36 sizes and 7 shades of nude: People are going gaga over Rihanna's lingerie line.

Rihanna's new lingerie line, Savage X Fenty, is here. And women of all sizes, shapes, and shades are going gaga over it.

Whether you're spectacularly slim or fabulously full-figured, Rihanna's Savage X Fenty line has you covered. (OK, maybe not totally covered — that's kind of the point.) The lingerie comes in 36 different sizes, 32A-44DD in cup size and XS-3X in panties.

It also comes in seven different shades of nude. Remember when "nude" was all one color? (That may still be the case, actually, but who wears nylons anymore?) With shades like "honey," "tobacco," and "caviar," every woman can find a bra that won't stand out.


Twitter is having a field day, both over the lingerie itself and the long lines to get it.

People are loving the diversity of the models on the Savage X Fenty site. How often do we see thighs that touch in underwear ads? How often do we see a wide variety of skin hues all in one spot?

Rihanna is definitely onto something with this: So many people want her undies they're willing to wait in long lines to get it. Many would-be buyers lamented online wait times of an hour or more following the launch of the line.

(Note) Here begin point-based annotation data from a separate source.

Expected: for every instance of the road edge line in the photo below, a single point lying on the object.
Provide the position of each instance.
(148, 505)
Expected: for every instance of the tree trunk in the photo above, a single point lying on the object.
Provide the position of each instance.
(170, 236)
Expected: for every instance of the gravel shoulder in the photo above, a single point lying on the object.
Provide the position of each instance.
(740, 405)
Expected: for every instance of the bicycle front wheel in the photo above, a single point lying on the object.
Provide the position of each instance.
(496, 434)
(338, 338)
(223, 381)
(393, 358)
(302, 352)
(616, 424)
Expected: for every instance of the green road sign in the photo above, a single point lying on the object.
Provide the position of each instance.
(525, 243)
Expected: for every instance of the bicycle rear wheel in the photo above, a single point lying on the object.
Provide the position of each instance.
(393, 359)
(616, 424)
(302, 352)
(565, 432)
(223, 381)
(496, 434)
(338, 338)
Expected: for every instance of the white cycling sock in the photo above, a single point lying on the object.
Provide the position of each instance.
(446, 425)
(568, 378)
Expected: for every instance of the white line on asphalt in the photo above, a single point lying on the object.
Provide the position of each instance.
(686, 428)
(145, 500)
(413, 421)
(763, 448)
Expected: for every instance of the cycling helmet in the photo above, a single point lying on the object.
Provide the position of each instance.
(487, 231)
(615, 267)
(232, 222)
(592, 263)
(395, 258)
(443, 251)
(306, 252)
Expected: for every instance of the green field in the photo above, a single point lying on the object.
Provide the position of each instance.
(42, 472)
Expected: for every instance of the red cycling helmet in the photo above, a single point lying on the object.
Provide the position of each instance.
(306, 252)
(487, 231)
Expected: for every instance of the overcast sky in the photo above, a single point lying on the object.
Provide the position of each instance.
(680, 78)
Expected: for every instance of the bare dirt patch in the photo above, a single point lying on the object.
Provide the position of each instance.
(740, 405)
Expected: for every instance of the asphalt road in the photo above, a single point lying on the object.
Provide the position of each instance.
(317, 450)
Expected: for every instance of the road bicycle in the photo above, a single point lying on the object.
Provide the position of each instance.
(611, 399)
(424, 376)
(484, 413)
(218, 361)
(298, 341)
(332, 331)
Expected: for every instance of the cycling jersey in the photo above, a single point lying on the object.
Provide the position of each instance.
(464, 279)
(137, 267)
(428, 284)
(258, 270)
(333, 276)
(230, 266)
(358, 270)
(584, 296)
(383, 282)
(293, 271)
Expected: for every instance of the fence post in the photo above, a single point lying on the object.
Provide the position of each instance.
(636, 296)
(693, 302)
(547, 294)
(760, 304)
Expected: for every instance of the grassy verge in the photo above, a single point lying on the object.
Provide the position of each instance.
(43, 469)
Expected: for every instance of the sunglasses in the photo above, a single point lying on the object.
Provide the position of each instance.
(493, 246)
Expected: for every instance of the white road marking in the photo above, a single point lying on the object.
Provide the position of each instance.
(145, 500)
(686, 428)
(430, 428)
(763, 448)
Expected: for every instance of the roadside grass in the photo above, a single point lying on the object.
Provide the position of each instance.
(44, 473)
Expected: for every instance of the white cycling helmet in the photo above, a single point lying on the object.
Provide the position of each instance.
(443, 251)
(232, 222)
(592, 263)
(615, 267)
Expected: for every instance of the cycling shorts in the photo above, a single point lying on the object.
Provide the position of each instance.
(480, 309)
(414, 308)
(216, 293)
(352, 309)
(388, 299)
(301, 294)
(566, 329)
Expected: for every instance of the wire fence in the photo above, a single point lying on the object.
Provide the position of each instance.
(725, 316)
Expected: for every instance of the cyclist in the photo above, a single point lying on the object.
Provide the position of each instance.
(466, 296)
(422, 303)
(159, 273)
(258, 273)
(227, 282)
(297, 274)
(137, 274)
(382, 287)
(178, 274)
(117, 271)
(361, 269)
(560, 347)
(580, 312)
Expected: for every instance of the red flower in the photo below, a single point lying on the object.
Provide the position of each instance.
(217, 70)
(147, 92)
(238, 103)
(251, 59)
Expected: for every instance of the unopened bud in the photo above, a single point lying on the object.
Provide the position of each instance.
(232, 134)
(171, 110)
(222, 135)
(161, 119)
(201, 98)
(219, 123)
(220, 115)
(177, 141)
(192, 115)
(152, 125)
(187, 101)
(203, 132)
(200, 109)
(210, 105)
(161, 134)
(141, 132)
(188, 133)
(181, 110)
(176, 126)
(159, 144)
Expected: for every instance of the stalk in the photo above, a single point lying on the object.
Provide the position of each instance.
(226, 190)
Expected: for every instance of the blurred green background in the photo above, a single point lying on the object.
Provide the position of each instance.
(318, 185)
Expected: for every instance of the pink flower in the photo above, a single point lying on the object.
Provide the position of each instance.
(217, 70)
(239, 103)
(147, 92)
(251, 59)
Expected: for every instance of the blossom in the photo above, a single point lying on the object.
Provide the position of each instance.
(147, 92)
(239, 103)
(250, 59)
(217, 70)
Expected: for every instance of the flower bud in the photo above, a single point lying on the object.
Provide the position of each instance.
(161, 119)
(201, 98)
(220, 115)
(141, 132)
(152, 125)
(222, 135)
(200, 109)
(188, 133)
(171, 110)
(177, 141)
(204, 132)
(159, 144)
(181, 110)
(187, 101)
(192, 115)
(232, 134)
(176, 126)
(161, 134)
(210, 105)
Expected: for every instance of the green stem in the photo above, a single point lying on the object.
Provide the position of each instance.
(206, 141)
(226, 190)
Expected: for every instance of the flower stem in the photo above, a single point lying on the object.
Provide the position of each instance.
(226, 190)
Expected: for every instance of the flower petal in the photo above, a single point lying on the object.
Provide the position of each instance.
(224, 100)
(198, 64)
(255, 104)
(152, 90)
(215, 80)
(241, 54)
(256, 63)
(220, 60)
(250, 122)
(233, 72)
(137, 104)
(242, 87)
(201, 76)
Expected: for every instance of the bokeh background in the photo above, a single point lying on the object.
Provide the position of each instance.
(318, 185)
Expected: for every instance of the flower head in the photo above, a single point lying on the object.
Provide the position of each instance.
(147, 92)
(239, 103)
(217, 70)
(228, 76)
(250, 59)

Inclusion and representation matter because all women deserve to feel beautiful in their own bodies.

So often, women who don't fit the model mold feel disappointed when they put on a nightie or a negligee and find the fit and style all wrong for their body. Seeing what a bra or panties actually look like on someone your size is important. And so is including diverse body sizes and shapes as models in advertising; real women buy things, so real women should be shown using them.

More and more companies are making this move toward inclusion, and people are loving it. Unabashedly including models who don't fit the "standard" model brand expands everyone's perception of what's considered beautiful. And it acknowledges that everyone deserves to see people who look like them as sexy.

I'm here for this new era of representation. Thanks for pushing it forward, Rihanna.